When Q2 data shows the active pace of economic recovery we would expect to see the US economy still pulling well ahead of the Eurozone, particularly after what by all odds will have been another economic contraction for the bloc in Q1 2021. Healthy household balance sheets and an improving labour market will set the US up for a strong summer performance and hence we still see risk of EURUSD downside as a very real prospect in the next few months.

US poised to maintain edge in second half of 2021

Source: Bloomberg, Emirates NBD Research. Note: consensus forecasts.
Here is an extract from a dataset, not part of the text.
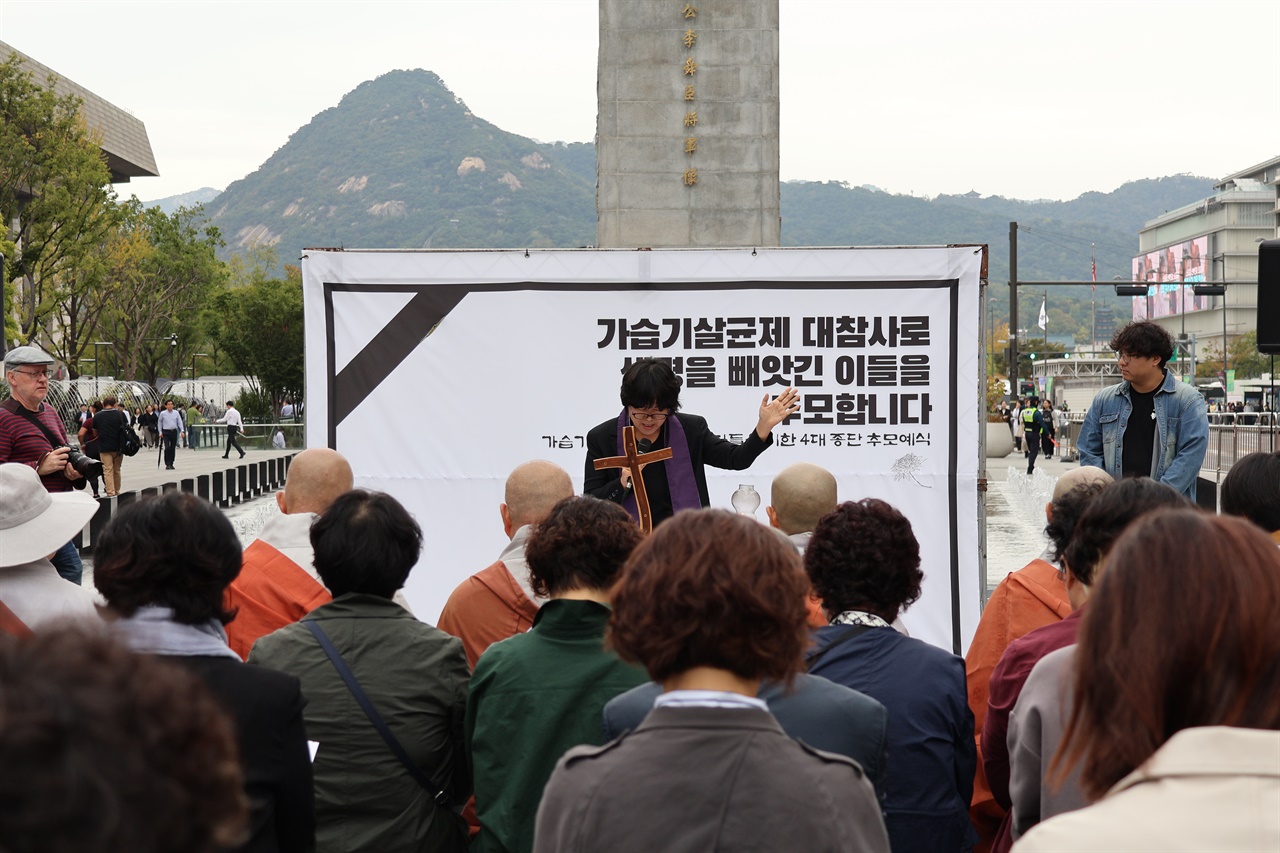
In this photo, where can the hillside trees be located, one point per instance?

How significant is ‘significant’

While there is clearly still much work to be done, with some vaccination light at the end of the Covid-19 tunnel, the outlook for growth in the EU may not be as perilous as previously thought. This week the ECB will set the tone for the Euro and while no change in policy rates are expected, markets will be watching for any indication that the bank will announce changes to the pace of its PEPP (pandemic emergency purchase programme). At its March 11 meeting, the ECB announced it would “significantly” raise the pace of asset purchases compared with the level in the first four months of 2021. In recent weeks, PEPP activity has picked up but only modestly: purchases have been EUR 16.5bn/week on average in the last three weeks compared with EUR 12.1bn/week from the start of the year until the March meeting.

Pace of ECB PEPP has picked up only modestly

Source: Bloomberg, Emirates NBD Research.

Too early to pull back on support

Some ECB members appear to be openly considering how and when asset purchases can be brought to an end with comments from Klaas Knot, the head of the Dutch central bank, suggesting PEPP could be tapered as early as Q3 and French central bank governor Francois Villeroy de Galhau discussing a potential “exit” to asset purchases. Given the still salient risks we believe that it remains premature for the ECB to pull back on supporting the economy and that asset purchases will stay at their current pace until at least the end of Q2. We would expect PEPP to remain in place at an elevated pace well into H2 2021, until at least more sustained signs of economic recovery appear, which will keep a lid on the euro’s gains.